Auguste Rodin, Eugène Carrière, Puvis de Chavannes. Ces trois artistes français font l’objet d’une exposition, en février 1896, au Musée Rath. Pour l’occasion, le contenu de deux salles de la collection permanente est déplacé et entreposé dans les sous-sols du bâtiment. Il aura fallu l’énergie enthousiaste et la conviction engagée de deux personnalités genevoises importantes pour mettre sur pied cette manifestation: Auguste Baud-Bovy, peintre, et Mathias Morhardt, poète, critique d’art et écrivain. Cent quatre-vingt-trois œuvres sont présentées parmi lesquelles quarante-trois bustes, dessins et photographies de Rodin. Dans cette exposition – l’une des premières principales de sa carrière et la première qui lui est consacrée en Suisse –, la postérité aura retenu la volonté de l’artiste d’exposer, aux côtés de ses sculptures et de ses dessins, des photographies de ses œuvres; dès lors, il n’aura de cesse de confronter ces différents media, la photographie lui paraissant essentielle dans la perception, la diffusion et la compréhension de sa production.
À la suite de cette exposition, les liens privilégiés de Mathias Morhardt avec Rodin vont encourager l’artiste à donner à la Ville de Genève le portrait sculpté L’Homme au nez cassé. La commission du musée exprime alors son souhait d’acquérir en outre Le Poète. Et Rodin propose qu’il reçoive également, en don de sa part et pour la modique somme impliquée par le coulage en bronze du modèle en plâtre, La Muse tragique. Conçue en 1895 comme l’un des éléments du Monument à Victor Hugo (qui ne verra d’ailleurs pas le jour, entouré des trois muses pourtant intégrées au projet initial), elle fera couler beaucoup d’encre dans la presse genevoise et romande, avec quelques échos dans la presse étrangère.
Entrée au musée en 1897, après le coulage en bronze par la maison Griffoul à Paris, la Muse sera rapidement entreposée dans les réserves puis, sur pression d’une commission ad hoc, présentée dans les galeries des beaux-arts; pour être, quelques mois plus tard et à la faveur du prétexte de la tenue d’une exposition municipale, reléguée à nouveau dans les sous-sols. Par la suite, elle intégrera la présentation permanente avant d’être érigée sur la promenade de l’Observatoire.

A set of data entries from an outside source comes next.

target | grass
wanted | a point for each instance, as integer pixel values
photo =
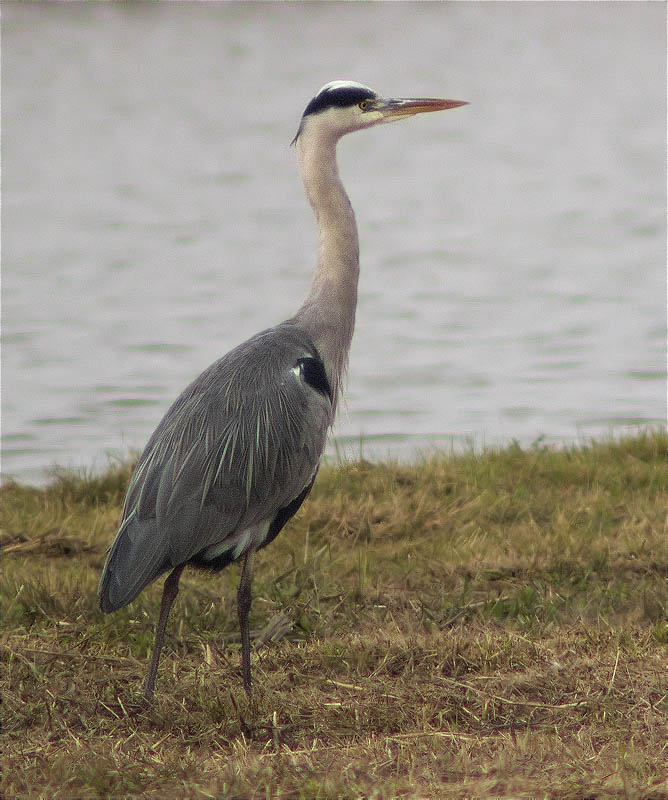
(470, 626)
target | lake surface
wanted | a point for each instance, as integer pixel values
(513, 251)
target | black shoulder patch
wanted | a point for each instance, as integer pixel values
(314, 374)
(340, 96)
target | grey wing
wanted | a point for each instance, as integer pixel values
(239, 446)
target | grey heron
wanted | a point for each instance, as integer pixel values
(237, 453)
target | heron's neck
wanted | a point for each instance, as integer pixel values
(328, 313)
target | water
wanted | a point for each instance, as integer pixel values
(513, 251)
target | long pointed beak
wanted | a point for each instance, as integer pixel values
(398, 107)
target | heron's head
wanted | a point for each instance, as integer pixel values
(341, 107)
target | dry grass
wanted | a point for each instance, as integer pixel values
(472, 626)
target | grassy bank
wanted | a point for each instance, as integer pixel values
(477, 625)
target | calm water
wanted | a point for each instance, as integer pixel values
(513, 251)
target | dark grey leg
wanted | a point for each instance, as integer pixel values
(243, 606)
(169, 592)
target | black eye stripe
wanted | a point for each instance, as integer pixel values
(340, 97)
(315, 376)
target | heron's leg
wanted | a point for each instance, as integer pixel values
(169, 592)
(243, 606)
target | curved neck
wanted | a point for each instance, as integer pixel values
(328, 313)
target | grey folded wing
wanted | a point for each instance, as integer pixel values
(240, 445)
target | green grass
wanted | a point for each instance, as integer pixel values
(478, 625)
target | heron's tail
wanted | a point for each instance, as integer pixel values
(136, 558)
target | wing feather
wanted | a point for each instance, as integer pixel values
(242, 442)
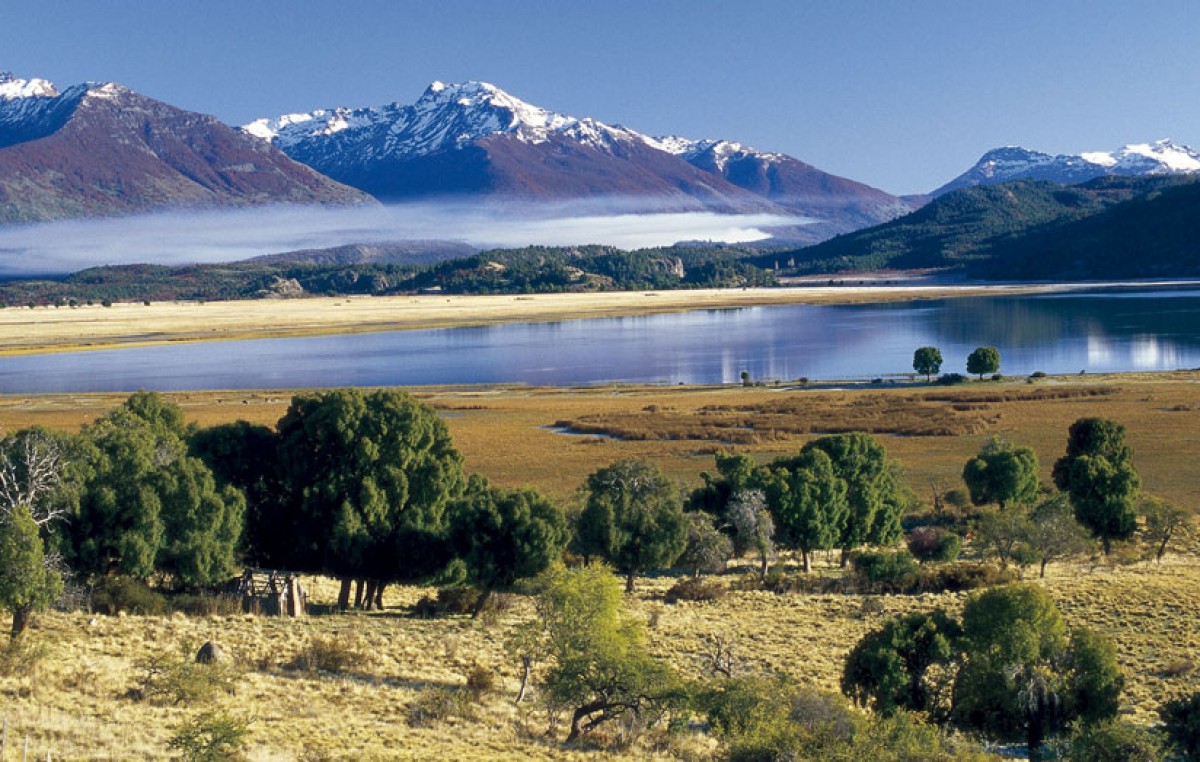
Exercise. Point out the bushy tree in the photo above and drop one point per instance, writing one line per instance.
(1164, 522)
(369, 475)
(504, 535)
(873, 491)
(927, 360)
(147, 505)
(1054, 533)
(1002, 474)
(983, 360)
(28, 582)
(754, 529)
(633, 519)
(1098, 475)
(887, 670)
(1021, 677)
(808, 501)
(706, 547)
(598, 667)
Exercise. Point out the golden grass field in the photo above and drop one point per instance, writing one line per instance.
(63, 329)
(73, 705)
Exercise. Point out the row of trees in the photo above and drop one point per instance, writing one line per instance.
(982, 360)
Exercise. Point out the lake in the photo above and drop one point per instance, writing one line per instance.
(1101, 331)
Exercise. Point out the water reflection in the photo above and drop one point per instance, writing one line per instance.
(1056, 334)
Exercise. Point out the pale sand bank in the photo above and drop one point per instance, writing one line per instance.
(63, 329)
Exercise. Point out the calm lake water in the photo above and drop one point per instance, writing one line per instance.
(1131, 330)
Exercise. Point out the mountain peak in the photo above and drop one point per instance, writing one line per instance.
(12, 88)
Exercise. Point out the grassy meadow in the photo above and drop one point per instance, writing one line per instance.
(402, 696)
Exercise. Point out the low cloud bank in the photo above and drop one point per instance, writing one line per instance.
(231, 235)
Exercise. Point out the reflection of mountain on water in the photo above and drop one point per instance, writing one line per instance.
(1113, 331)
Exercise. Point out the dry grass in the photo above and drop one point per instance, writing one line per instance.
(409, 696)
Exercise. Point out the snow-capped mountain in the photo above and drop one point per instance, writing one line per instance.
(477, 139)
(101, 149)
(1018, 163)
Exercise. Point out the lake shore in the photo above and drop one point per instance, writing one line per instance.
(61, 329)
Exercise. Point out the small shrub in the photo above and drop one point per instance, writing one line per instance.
(695, 589)
(329, 654)
(438, 705)
(1113, 741)
(117, 594)
(934, 544)
(961, 577)
(1181, 720)
(211, 737)
(179, 679)
(885, 571)
(480, 681)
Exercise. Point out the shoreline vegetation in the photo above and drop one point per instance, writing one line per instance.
(48, 329)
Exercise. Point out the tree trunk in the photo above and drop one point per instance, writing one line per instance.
(481, 601)
(21, 619)
(343, 595)
(526, 669)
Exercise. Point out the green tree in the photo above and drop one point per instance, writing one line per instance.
(808, 501)
(598, 666)
(927, 360)
(147, 505)
(1164, 522)
(505, 535)
(871, 490)
(1101, 480)
(888, 669)
(1021, 677)
(633, 519)
(369, 477)
(244, 455)
(28, 582)
(1055, 534)
(1002, 474)
(983, 360)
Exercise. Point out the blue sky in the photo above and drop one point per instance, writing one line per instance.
(901, 95)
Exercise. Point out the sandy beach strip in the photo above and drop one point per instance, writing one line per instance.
(24, 330)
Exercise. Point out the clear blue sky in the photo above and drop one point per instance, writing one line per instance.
(903, 95)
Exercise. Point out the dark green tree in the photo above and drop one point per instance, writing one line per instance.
(633, 519)
(927, 360)
(983, 360)
(1021, 677)
(1002, 474)
(369, 475)
(808, 502)
(871, 490)
(28, 582)
(244, 455)
(887, 669)
(598, 666)
(504, 535)
(147, 505)
(1098, 475)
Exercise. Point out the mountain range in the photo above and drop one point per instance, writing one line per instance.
(1003, 165)
(103, 149)
(475, 139)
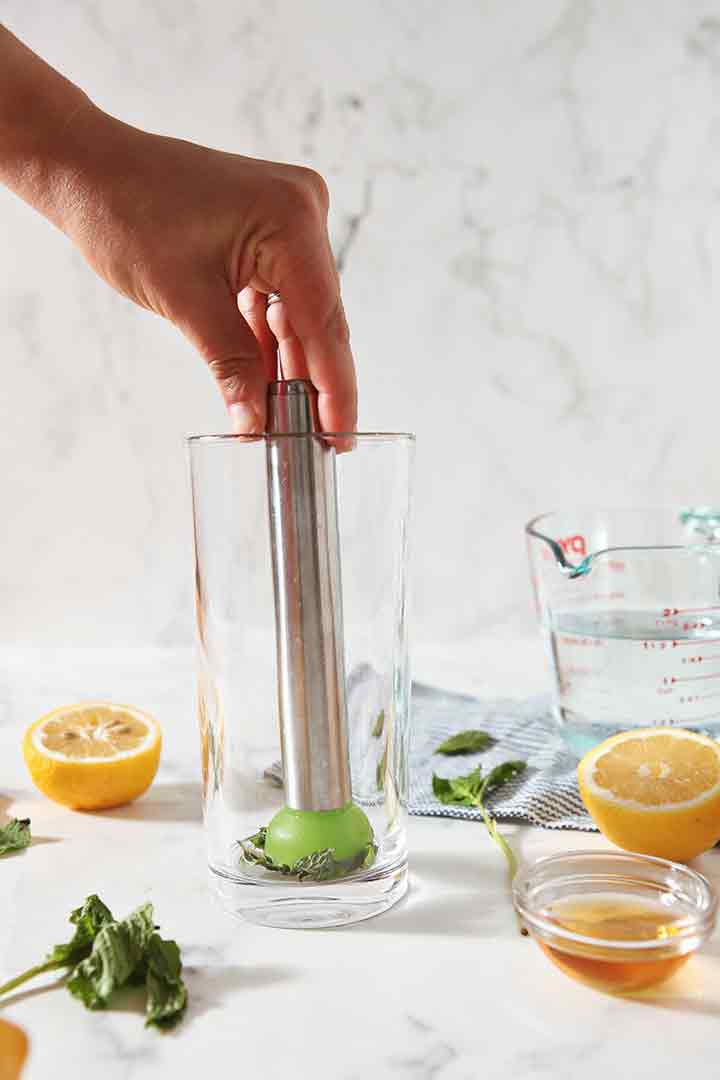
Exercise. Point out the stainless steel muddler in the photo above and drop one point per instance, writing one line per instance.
(306, 557)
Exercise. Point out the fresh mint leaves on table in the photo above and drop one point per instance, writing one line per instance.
(317, 866)
(15, 835)
(464, 742)
(470, 791)
(106, 954)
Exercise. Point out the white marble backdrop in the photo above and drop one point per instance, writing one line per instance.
(526, 205)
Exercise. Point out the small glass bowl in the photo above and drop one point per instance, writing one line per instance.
(614, 920)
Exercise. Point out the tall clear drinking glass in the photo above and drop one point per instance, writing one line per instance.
(238, 677)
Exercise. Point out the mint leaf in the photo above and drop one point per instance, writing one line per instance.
(502, 774)
(317, 866)
(323, 865)
(379, 725)
(167, 996)
(106, 954)
(464, 742)
(443, 788)
(471, 790)
(461, 791)
(15, 835)
(118, 949)
(89, 920)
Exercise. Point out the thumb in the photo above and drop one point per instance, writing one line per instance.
(209, 318)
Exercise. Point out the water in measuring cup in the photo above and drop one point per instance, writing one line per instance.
(620, 670)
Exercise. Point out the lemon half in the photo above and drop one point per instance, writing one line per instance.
(13, 1050)
(93, 756)
(655, 791)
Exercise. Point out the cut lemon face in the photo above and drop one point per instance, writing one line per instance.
(655, 791)
(93, 756)
(13, 1050)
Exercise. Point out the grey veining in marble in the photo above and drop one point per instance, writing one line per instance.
(526, 208)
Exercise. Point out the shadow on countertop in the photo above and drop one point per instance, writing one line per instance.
(163, 802)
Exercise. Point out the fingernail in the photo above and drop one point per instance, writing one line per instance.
(245, 420)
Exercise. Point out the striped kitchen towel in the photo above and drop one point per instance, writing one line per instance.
(545, 794)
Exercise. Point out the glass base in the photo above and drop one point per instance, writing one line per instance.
(309, 906)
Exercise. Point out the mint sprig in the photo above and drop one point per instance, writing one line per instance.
(471, 790)
(317, 866)
(105, 954)
(15, 835)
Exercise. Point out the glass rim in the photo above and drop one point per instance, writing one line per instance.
(262, 436)
(700, 920)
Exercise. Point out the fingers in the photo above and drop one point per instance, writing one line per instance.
(308, 281)
(253, 306)
(209, 318)
(291, 355)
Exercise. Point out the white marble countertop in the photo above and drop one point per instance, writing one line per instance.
(440, 988)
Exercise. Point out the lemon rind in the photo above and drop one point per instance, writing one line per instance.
(587, 771)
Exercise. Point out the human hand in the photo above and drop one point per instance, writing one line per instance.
(200, 237)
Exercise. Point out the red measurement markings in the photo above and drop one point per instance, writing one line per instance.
(587, 643)
(697, 697)
(669, 611)
(688, 678)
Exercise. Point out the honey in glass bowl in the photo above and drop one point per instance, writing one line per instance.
(616, 921)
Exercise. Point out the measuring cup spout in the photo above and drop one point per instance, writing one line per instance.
(560, 550)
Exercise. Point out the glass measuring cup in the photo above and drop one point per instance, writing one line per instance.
(629, 607)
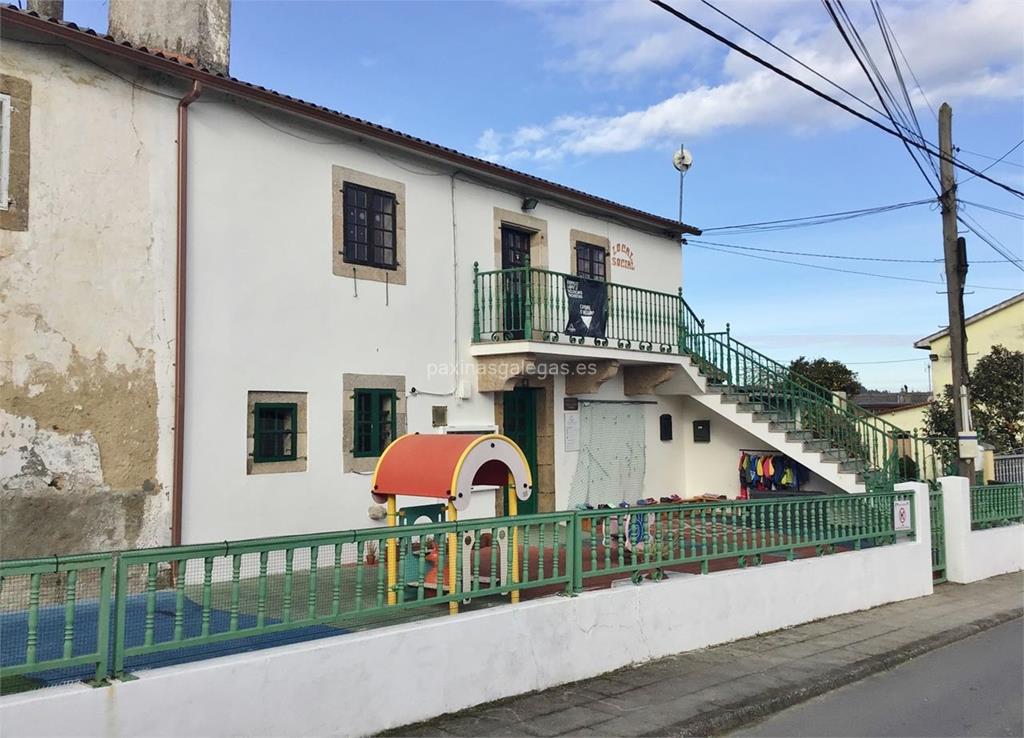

Elle est désormais exposée sur le péristyle de l’étage des beaux-arts.
Ces disgrâces consécutives révèlent le malaise qu’elle provoqua non seulement auprès du public, mais également auprès de certains initiés. Un échange haut en couleur se fera dans les journaux locaux et se reflète même jusque dans le journal du directeur du musée. Aux articles de soutien signés par Mathias Morhardt répondront des lignes assassines, parfois anonymes. Dans La Tribune de Genève du 3 août 1897, on pouvait lire: «[…] et pour ma part, je ne vois en cette créature qu’une échappée d’un hôpital de pestiférés, à la face, aux mains, aux seins rongés de pustules gangrenées, au cou goitreux, aux membres démesurés et convulsionnés.» Mathias Morhardt répond, dans le même organe de presse, le 8 août: «C’est l’une des œuvres les plus parfaites et les plus complètes qui soient sorties de la main d’un artiste. Et je dirai plus. Je dirai que le grand artiste pourra, sans doute, terminer les parties qui manquent encore à son œuvre. Jamais, je crois, il ne retrouvera l’accent impérieux dont il a, dans son premier mouvement d’enthousiasme, imprégné cet admirable morceau. Aussi, prétendre que la Femme accroupie ne se comprend plus lorsqu’elle est séparée du monument de Victor Hugo, c’est un peu comme si on disait que les frises du Parthénon n’ont plus de signification depuis qu’elles ne sont plus sur l’Acropole.»
Une histoire mouvementée donc, qui révèle bien les aléas – faveurs et disgrâce – qu’a pu connaître l’une des pièces majeures de notre collection.
Texte publié suite à l’Entretien du mercredi du 14 novembre présenté par Isabelle Payot Wunderli.